How could I improve the efficiency of object retrieval from such a large array?

Solution

If you don't want to create an intermediary file or database (e.g. along the lines suggested by @pmf) but want something that's faster than jq --stream, then consider the "JSON Machine"-based command-line program named jm (or the similar Python-based program named jm.py). Assuming input.json contains a JSON array and you just want the 1000th item, you could write:

jm --limit 1000 input.json | sed -n '$p'

jm.py --limit 1000 input.json | sed -n '$p'

The reason these should generally be (slightly?) faster than using jq --stream is that JSON Machine does precisely what is needed here: minimally parse the top-level array with a view to "splatting" it.

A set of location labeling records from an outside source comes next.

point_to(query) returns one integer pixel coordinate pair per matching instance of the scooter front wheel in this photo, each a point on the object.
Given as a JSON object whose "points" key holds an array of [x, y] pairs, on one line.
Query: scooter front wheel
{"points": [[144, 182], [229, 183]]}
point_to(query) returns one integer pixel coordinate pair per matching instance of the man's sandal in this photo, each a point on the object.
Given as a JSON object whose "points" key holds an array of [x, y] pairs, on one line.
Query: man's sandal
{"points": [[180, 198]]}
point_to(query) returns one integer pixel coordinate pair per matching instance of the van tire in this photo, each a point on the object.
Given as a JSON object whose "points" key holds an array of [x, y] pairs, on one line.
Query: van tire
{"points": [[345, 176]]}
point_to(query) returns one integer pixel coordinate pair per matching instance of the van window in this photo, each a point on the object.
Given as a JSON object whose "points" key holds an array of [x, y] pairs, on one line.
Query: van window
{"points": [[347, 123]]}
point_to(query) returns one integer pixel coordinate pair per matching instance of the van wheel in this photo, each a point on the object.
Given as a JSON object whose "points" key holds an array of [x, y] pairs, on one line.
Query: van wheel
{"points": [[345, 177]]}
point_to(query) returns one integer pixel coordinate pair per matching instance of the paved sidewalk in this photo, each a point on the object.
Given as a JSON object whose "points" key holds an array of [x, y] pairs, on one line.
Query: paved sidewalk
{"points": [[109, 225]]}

Here is a performance summary (in increasing order of u+s times) for a file, 1e7.json, consisting of an array of 1e7 objects:

                                       u+s(secs)         mrss
jm.py --limit 100000 | sed -n '$p'     1.16          15163392
jm --limit 100000 | sed -n '$p'        1.9           15532032

gojq -n --stream ...skimpy...          2.54          10375168
jq -n --stream ...skimpy...            3.3            1826816

gojq -n --stream ...                   4.47         189091840
jq -n --stream ...                     5.41           1843200

jsonpointer /99999                    17.8         4636860416

where ... is the jq program:

nth(99999; fromstream( inputs|(.[0] |= .[1:]) | select(. != [[]]) ))

and the skimpy program is:

nth(99999; fromstream(1|tostream(inputs)))

For reference:

$ /usr/bin/time -lp jq length 1e7.json
10000000
user 44.65
sys 9.38
          5196390400  maximum resident set size

Disclosure: I am the author of the jm and jm.py scripts.